Monday, 14 May 2012

Kanker serviks atau kanker leher rahim (sering juga disebut kanker mulut rahim) merupakan salah satu penyakit kanker yang paling banyak terjadi bagi kaum wanita. Setiap satu jam, satu wanita meninggal di Indonesia karena kanker serviks atau kanker leher rahim ini.
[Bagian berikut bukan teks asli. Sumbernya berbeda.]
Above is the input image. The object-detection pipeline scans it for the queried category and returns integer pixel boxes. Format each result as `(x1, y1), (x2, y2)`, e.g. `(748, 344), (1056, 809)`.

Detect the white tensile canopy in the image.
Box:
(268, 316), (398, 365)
Fakta menunjukkan bahwa jutaan wanita di dunia terinfeksi HPV, yang dianggap penyakit lewat hubungan seks yang paling umum di dunia.
Di Indonesia, setiap satu jam, satu wanita meninggal karena kanker serviks
Menurut Organisasi Kesehatan Dunia (WHO), infeksi ini merupakan faktor risiko utama kanker leher rahim. Setiap tahun, ratusan ribu kasus HPV terdiagnosis di dunia dan ribuan wanita meninggal karena kanker serviks, yang disebabkan oleh infeksi itu. Mengingat fakta yang mengerikan ini, maka berbagai tindakan pencegahan dan pengobatan telah dibuat untuk mengatasi kanker serviks atau kanker leher rahim. Kanker serviks atau kanker leher rahim terjadi di bagian organ reproduksi seorang wanita. Leher rahim adalah bagian yang sempit di sebelah bawah antara vagina dan rahim seorang wanita. Di bagian inilah tempat terjadi dan tumbuhnya kanker serviks.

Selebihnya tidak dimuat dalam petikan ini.